De nuevo tuvo que detenerse. Cerró los ojos para no ver su rostro. Nadie ni nada había causado en él tanto dolor. Pero ella se lo causaba siempre. Oyó que se arrodillaba pues ya no confiaba en la fuerza de sus brazos y depositaba en el suelo el cuerpo de Arturo.

Con los ojos todavía cerrados siguió diciendo:

-Quise tener al niño. Hay razones que las palabras no pueden expresar. Se llama Darien, estuvo aquí hace poco, y se marchó porque yo le dije que lo hiciera. Ellos no entendieron por qué hice tal cosa, por qué no traté de retenerlo.
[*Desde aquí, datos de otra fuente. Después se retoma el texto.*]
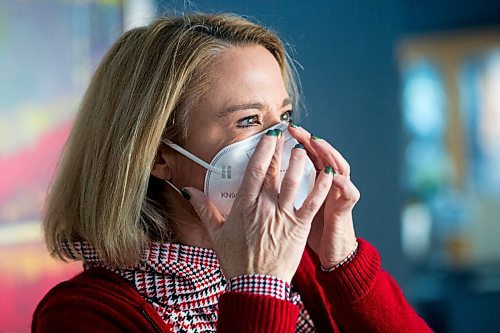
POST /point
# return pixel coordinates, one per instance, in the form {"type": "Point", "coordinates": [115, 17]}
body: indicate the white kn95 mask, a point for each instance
{"type": "Point", "coordinates": [226, 170]}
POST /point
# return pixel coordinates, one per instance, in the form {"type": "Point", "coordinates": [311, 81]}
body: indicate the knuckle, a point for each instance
{"type": "Point", "coordinates": [312, 205]}
{"type": "Point", "coordinates": [256, 170]}
{"type": "Point", "coordinates": [289, 183]}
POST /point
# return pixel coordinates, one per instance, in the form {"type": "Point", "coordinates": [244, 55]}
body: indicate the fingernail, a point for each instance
{"type": "Point", "coordinates": [271, 133]}
{"type": "Point", "coordinates": [329, 170]}
{"type": "Point", "coordinates": [185, 194]}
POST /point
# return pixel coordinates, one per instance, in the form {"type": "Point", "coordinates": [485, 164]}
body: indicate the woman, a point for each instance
{"type": "Point", "coordinates": [162, 255]}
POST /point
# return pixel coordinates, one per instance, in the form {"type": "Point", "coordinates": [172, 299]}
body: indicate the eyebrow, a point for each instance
{"type": "Point", "coordinates": [248, 106]}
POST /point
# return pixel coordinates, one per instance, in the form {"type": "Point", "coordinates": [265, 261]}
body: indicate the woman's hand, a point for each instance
{"type": "Point", "coordinates": [332, 233]}
{"type": "Point", "coordinates": [264, 233]}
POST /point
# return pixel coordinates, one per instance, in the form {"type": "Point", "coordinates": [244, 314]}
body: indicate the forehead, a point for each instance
{"type": "Point", "coordinates": [244, 74]}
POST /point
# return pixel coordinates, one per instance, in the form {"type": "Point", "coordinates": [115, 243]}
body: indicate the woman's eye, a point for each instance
{"type": "Point", "coordinates": [248, 121]}
{"type": "Point", "coordinates": [287, 116]}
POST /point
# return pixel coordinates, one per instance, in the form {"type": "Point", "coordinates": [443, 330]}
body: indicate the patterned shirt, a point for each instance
{"type": "Point", "coordinates": [183, 283]}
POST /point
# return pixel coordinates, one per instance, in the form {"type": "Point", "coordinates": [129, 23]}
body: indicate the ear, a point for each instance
{"type": "Point", "coordinates": [163, 163]}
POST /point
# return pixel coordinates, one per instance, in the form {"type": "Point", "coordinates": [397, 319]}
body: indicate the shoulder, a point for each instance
{"type": "Point", "coordinates": [95, 300]}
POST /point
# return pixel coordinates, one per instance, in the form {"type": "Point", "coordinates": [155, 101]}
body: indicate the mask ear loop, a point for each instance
{"type": "Point", "coordinates": [192, 157]}
{"type": "Point", "coordinates": [173, 186]}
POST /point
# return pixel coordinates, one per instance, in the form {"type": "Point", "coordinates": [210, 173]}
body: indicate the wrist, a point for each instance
{"type": "Point", "coordinates": [330, 265]}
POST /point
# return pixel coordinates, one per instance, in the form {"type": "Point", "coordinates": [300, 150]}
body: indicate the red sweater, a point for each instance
{"type": "Point", "coordinates": [357, 297]}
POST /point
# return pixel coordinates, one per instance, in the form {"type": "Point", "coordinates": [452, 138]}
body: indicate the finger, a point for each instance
{"type": "Point", "coordinates": [330, 155]}
{"type": "Point", "coordinates": [347, 190]}
{"type": "Point", "coordinates": [257, 166]}
{"type": "Point", "coordinates": [272, 180]}
{"type": "Point", "coordinates": [209, 215]}
{"type": "Point", "coordinates": [291, 181]}
{"type": "Point", "coordinates": [303, 137]}
{"type": "Point", "coordinates": [315, 199]}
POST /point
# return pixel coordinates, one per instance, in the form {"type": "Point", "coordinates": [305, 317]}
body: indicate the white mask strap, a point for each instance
{"type": "Point", "coordinates": [173, 186]}
{"type": "Point", "coordinates": [193, 157]}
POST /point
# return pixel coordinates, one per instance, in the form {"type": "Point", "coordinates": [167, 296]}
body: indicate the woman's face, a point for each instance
{"type": "Point", "coordinates": [247, 94]}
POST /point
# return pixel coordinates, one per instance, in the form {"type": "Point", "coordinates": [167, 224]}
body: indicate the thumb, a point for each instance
{"type": "Point", "coordinates": [209, 215]}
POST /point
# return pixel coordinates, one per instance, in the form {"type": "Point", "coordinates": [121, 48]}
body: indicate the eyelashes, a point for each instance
{"type": "Point", "coordinates": [254, 120]}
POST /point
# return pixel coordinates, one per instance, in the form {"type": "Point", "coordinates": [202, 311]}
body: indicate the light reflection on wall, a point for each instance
{"type": "Point", "coordinates": [451, 169]}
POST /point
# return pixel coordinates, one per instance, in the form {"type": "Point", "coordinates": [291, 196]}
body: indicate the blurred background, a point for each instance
{"type": "Point", "coordinates": [408, 91]}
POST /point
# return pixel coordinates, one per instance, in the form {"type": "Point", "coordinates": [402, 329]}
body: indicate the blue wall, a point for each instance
{"type": "Point", "coordinates": [350, 82]}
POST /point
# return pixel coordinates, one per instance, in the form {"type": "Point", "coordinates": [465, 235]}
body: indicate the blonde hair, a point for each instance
{"type": "Point", "coordinates": [140, 94]}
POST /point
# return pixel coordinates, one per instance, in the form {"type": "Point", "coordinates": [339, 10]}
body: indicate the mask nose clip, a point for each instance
{"type": "Point", "coordinates": [192, 157]}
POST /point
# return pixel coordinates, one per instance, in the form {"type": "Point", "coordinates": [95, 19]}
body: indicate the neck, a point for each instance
{"type": "Point", "coordinates": [188, 228]}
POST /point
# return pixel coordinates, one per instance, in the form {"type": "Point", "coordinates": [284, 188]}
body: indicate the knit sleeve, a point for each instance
{"type": "Point", "coordinates": [364, 298]}
{"type": "Point", "coordinates": [257, 303]}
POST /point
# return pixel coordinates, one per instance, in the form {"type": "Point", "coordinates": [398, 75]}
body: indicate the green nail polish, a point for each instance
{"type": "Point", "coordinates": [185, 194]}
{"type": "Point", "coordinates": [271, 133]}
{"type": "Point", "coordinates": [329, 170]}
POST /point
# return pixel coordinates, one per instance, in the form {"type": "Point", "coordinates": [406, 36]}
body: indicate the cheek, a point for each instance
{"type": "Point", "coordinates": [190, 174]}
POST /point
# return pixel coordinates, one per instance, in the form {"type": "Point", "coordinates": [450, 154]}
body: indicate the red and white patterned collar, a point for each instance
{"type": "Point", "coordinates": [183, 283]}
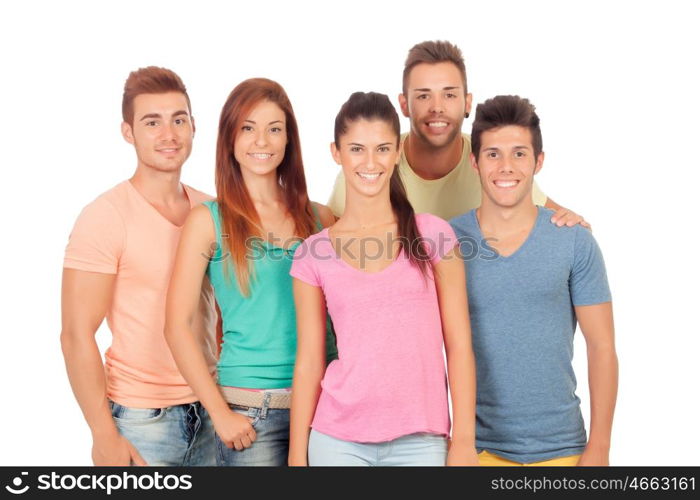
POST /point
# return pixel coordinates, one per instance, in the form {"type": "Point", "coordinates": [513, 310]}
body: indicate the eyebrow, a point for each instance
{"type": "Point", "coordinates": [157, 115]}
{"type": "Point", "coordinates": [494, 148]}
{"type": "Point", "coordinates": [429, 89]}
{"type": "Point", "coordinates": [274, 121]}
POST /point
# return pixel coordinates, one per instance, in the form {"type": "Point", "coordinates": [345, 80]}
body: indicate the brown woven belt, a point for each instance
{"type": "Point", "coordinates": [256, 399]}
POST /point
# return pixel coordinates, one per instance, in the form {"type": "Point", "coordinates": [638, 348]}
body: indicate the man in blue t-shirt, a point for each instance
{"type": "Point", "coordinates": [528, 283]}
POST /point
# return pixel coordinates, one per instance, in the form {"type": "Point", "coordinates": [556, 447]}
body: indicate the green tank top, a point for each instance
{"type": "Point", "coordinates": [260, 335]}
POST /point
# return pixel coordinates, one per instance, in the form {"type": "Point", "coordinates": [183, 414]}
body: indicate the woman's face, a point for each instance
{"type": "Point", "coordinates": [261, 140]}
{"type": "Point", "coordinates": [368, 153]}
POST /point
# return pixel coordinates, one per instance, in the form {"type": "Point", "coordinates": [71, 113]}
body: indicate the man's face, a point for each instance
{"type": "Point", "coordinates": [507, 165]}
{"type": "Point", "coordinates": [162, 131]}
{"type": "Point", "coordinates": [435, 102]}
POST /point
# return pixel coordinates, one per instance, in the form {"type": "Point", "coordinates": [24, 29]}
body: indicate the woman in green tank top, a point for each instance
{"type": "Point", "coordinates": [243, 243]}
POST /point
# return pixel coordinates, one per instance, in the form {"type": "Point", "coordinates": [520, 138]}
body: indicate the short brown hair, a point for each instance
{"type": "Point", "coordinates": [432, 52]}
{"type": "Point", "coordinates": [150, 80]}
{"type": "Point", "coordinates": [504, 110]}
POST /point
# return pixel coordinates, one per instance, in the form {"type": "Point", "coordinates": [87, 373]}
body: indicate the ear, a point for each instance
{"type": "Point", "coordinates": [403, 104]}
{"type": "Point", "coordinates": [127, 133]}
{"type": "Point", "coordinates": [468, 104]}
{"type": "Point", "coordinates": [475, 166]}
{"type": "Point", "coordinates": [335, 153]}
{"type": "Point", "coordinates": [540, 161]}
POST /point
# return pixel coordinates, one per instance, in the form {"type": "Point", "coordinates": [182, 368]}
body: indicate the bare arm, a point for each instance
{"type": "Point", "coordinates": [309, 367]}
{"type": "Point", "coordinates": [452, 295]}
{"type": "Point", "coordinates": [181, 306]}
{"type": "Point", "coordinates": [596, 322]}
{"type": "Point", "coordinates": [85, 299]}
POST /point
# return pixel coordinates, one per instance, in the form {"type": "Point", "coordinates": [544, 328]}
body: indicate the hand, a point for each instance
{"type": "Point", "coordinates": [296, 460]}
{"type": "Point", "coordinates": [564, 216]}
{"type": "Point", "coordinates": [594, 457]}
{"type": "Point", "coordinates": [115, 449]}
{"type": "Point", "coordinates": [460, 454]}
{"type": "Point", "coordinates": [234, 430]}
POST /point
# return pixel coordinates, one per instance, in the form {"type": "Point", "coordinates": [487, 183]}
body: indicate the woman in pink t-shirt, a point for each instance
{"type": "Point", "coordinates": [396, 293]}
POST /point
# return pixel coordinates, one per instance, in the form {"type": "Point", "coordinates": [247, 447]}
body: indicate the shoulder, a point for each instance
{"type": "Point", "coordinates": [313, 246]}
{"type": "Point", "coordinates": [108, 206]}
{"type": "Point", "coordinates": [197, 196]}
{"type": "Point", "coordinates": [464, 224]}
{"type": "Point", "coordinates": [429, 224]}
{"type": "Point", "coordinates": [325, 214]}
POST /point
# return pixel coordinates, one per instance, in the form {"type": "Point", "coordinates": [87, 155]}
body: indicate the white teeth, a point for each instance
{"type": "Point", "coordinates": [370, 177]}
{"type": "Point", "coordinates": [506, 183]}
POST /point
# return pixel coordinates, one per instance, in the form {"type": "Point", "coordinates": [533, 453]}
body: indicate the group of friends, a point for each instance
{"type": "Point", "coordinates": [426, 316]}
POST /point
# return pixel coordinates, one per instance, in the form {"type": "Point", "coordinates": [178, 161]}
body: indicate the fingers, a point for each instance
{"type": "Point", "coordinates": [136, 457]}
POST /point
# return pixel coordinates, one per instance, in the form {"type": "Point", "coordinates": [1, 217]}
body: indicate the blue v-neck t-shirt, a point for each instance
{"type": "Point", "coordinates": [523, 323]}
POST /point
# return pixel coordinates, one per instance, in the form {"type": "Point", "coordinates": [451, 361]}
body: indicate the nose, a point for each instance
{"type": "Point", "coordinates": [436, 104]}
{"type": "Point", "coordinates": [167, 132]}
{"type": "Point", "coordinates": [261, 138]}
{"type": "Point", "coordinates": [505, 166]}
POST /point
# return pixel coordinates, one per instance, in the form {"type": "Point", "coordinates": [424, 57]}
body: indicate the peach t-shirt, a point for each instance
{"type": "Point", "coordinates": [121, 233]}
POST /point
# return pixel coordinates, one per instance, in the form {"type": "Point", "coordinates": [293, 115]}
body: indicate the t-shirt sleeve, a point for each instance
{"type": "Point", "coordinates": [337, 200]}
{"type": "Point", "coordinates": [304, 265]}
{"type": "Point", "coordinates": [588, 282]}
{"type": "Point", "coordinates": [538, 197]}
{"type": "Point", "coordinates": [438, 236]}
{"type": "Point", "coordinates": [97, 239]}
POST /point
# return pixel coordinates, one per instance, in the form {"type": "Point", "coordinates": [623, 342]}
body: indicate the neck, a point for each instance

Hizo de nuevo una pausa para coger aliento.

-Creo que yo si lo entiendo —dijo Lancelot.

Sólo eso, lo cual era mucho.

Ella abrió los ojos. Estaba de rodillas ante ella. Arturo yacía a sus pies entre los dos, y el destello del sol sobre el mar brillaba tras los dos hombres, muy hermoso, del color del oro. Ella permanecía muy quieta.